I wonder if this is Sony's first step to see full adoption of Chrome OS? It is true many PC manufacturers won't offer Linux because Microsoft will deny them discount deals on copies of Windows. However, to threaten Sony would be tricky for Microsoft as they also compete in the game space. This would interest the DOJ and EU.
I think people overestimate Microsoft's power of persuasion. I mean yes, they can threaten a company whose main business is to sell PCs. They can do that because that company then loses the price battle with its competitors.
But a company like Sony that has investments in music, movies, cinema gear, game consoles, home appliances, digital cameras, hand-held devices and God knows what other fields ... I don't think it can be threaten this easily, DOJ/EU intervention or not.
Access Netfront actually. It’s not an awful browser (better than IE6 in many ways :) ), but you’re right, it does have its quirks. Here’s a claimed spec sheet for what I believe is the latest version:
I've never actually understood the thinking behind V8, particularly as it's original pitch seemed to include being directly targeted at X86 and yet Google was developing browsers for both the desktop and Android (mainly ARM-targeted).

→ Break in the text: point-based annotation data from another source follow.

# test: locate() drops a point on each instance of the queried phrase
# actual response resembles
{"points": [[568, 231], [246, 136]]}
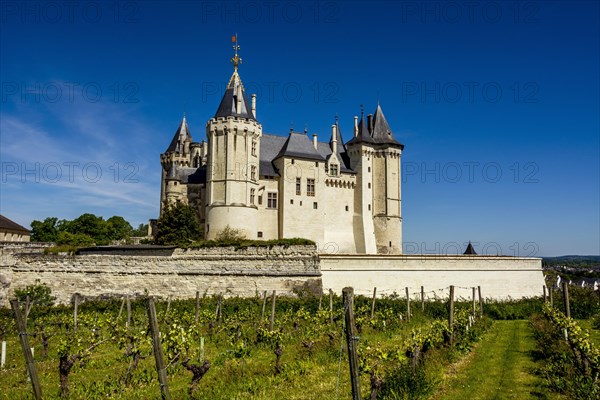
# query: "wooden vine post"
{"points": [[197, 306], [566, 299], [31, 369], [480, 302], [545, 299], [262, 316], [128, 324], [373, 303], [331, 306], [75, 311], [407, 305], [157, 349], [351, 338], [272, 321], [451, 313]]}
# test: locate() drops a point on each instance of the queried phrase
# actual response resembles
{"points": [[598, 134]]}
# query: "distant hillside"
{"points": [[572, 261], [573, 267]]}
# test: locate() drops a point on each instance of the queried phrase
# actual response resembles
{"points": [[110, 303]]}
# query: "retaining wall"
{"points": [[500, 277]]}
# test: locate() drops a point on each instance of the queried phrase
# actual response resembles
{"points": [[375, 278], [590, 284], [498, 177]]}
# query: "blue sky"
{"points": [[497, 104]]}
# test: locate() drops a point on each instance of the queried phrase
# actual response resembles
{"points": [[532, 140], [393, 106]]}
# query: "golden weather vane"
{"points": [[236, 60]]}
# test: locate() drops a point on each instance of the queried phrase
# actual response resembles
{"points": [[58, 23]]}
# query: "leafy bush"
{"points": [[178, 225], [229, 234], [38, 294]]}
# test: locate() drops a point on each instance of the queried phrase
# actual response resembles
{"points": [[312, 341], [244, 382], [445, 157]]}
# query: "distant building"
{"points": [[343, 195], [10, 231]]}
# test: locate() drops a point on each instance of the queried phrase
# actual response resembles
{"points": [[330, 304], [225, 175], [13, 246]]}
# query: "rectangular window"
{"points": [[333, 169], [271, 200], [310, 187]]}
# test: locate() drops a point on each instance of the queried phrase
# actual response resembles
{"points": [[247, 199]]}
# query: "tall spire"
{"points": [[363, 136], [235, 102], [236, 59]]}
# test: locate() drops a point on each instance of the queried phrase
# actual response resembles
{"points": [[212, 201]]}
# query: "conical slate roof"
{"points": [[228, 106], [364, 136], [470, 250], [181, 135], [341, 148], [298, 145], [381, 130]]}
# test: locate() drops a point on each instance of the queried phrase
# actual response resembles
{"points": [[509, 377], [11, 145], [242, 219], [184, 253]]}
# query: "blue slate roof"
{"points": [[298, 145], [228, 106]]}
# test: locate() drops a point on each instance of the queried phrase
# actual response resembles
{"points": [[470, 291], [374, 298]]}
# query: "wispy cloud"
{"points": [[89, 157]]}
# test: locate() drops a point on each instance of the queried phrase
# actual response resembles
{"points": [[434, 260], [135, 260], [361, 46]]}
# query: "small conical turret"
{"points": [[182, 135], [381, 131], [470, 250], [363, 135]]}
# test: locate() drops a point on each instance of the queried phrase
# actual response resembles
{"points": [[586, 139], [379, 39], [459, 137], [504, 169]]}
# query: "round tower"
{"points": [[387, 199], [233, 136]]}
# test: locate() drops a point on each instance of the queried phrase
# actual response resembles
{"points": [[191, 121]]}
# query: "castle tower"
{"points": [[176, 155], [387, 216], [233, 136], [360, 150]]}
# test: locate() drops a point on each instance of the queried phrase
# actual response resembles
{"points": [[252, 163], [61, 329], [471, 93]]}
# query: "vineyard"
{"points": [[269, 347]]}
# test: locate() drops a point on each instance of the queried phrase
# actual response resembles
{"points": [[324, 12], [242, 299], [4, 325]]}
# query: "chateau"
{"points": [[345, 196]]}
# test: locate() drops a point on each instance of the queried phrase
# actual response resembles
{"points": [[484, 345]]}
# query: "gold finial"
{"points": [[236, 60]]}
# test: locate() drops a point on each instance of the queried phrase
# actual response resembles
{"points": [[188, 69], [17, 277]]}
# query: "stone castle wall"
{"points": [[226, 270], [245, 272], [500, 277]]}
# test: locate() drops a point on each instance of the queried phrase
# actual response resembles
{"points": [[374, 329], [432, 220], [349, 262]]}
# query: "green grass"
{"points": [[502, 366], [305, 375], [587, 324]]}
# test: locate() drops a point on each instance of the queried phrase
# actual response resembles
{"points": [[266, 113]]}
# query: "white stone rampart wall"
{"points": [[245, 272], [499, 277], [229, 271]]}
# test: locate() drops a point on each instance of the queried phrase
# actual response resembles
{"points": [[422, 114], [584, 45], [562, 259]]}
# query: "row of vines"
{"points": [[227, 348]]}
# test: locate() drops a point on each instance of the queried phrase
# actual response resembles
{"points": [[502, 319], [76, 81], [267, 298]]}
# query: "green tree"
{"points": [[178, 225], [118, 228], [74, 239], [91, 225], [44, 231], [142, 230], [38, 294]]}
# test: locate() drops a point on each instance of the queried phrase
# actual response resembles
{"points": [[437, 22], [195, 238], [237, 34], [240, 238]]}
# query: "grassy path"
{"points": [[500, 367]]}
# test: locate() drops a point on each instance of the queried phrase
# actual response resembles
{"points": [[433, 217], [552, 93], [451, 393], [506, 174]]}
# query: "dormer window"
{"points": [[333, 169]]}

They've added ARM now I believe but Apple obviously had SquirrelFish on the ARM chip for iPhone from wayback. Maybe they committed before it was obvious that SquirrelFish could lift some ideas from Lua and be competitive with what V8 was planning.
I'm surprised in general that technical people (especially) are celebrating this under the pretext that MS is the big bad wolf. IMHO Google is far more evil than MS ever was.

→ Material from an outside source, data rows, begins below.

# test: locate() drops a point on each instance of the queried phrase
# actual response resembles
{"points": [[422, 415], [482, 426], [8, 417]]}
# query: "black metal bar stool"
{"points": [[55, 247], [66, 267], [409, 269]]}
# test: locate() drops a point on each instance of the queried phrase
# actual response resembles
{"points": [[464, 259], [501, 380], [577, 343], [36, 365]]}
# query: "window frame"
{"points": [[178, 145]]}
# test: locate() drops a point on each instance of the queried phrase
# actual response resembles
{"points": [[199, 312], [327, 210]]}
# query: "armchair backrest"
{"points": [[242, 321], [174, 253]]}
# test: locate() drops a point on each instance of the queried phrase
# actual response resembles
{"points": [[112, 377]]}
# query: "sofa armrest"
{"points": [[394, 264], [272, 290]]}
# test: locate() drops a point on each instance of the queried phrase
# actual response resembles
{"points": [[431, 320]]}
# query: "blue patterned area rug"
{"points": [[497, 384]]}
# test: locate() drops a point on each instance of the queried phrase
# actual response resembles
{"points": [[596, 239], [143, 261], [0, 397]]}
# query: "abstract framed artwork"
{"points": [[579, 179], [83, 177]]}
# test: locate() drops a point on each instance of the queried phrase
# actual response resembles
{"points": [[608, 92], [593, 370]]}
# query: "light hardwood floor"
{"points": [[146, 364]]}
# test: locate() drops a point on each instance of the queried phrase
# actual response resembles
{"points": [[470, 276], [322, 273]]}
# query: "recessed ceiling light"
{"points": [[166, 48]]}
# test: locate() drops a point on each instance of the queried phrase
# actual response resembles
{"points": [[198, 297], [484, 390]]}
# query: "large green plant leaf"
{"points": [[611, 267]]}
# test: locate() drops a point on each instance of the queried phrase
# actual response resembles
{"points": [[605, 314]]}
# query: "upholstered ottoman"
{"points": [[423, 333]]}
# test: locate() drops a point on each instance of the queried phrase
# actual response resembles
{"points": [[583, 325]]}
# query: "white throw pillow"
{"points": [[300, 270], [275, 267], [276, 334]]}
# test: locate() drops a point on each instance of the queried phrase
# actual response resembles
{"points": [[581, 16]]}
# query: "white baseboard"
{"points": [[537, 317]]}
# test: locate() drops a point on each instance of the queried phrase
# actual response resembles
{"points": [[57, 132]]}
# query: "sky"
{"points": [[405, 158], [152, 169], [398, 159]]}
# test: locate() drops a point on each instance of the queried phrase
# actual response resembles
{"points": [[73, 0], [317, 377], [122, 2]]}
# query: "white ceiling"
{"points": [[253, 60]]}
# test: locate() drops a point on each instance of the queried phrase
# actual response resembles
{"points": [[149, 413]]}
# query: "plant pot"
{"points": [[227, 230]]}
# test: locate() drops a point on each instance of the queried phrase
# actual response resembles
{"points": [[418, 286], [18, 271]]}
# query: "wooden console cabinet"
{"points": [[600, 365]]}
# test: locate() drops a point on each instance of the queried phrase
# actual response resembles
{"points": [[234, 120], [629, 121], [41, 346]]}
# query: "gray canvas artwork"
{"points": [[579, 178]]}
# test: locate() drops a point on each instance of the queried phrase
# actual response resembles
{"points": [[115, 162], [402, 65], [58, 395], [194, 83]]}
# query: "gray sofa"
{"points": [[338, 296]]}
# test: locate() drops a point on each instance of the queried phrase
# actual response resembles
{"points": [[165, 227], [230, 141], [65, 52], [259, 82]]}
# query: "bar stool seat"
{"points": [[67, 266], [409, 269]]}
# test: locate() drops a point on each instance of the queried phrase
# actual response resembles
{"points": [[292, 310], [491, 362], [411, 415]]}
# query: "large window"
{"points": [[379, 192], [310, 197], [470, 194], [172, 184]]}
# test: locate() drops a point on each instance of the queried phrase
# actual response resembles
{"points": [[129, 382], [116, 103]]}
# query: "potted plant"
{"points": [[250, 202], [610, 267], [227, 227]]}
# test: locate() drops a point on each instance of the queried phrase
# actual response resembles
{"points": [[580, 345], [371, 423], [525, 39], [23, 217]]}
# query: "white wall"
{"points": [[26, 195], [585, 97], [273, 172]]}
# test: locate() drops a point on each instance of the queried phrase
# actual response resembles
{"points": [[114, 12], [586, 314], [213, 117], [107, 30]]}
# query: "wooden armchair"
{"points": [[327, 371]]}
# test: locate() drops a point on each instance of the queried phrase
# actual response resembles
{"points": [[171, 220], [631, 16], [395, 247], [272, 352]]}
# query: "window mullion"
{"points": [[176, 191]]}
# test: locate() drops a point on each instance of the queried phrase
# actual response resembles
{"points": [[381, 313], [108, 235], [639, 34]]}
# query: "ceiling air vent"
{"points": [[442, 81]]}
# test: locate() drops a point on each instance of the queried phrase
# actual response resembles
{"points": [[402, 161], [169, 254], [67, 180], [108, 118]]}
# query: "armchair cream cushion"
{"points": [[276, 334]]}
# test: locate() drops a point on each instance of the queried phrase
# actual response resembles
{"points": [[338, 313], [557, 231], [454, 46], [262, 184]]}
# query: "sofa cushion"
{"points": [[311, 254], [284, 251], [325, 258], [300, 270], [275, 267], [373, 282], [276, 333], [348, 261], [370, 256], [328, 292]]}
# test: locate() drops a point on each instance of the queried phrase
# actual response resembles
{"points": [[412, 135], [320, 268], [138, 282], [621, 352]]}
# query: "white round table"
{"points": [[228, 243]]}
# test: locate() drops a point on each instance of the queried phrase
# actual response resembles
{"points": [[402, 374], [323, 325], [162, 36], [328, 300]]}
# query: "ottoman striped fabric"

On a sidenote, has anyone else noticed that Sony is becoming Google's bitch? This all started with Sony's failing ebook project, which had an absolute pathetic collection of books (approximately 25,000) until they hooked in with Google's million+ public domain titles.
Back when Chrome was first announced, it seemed better than Safari (3.x at the time). But the more time passes, the more Safari is catching up, and soon all of the features that make Chrome special will have been absorbed into it (and other browsers, probably).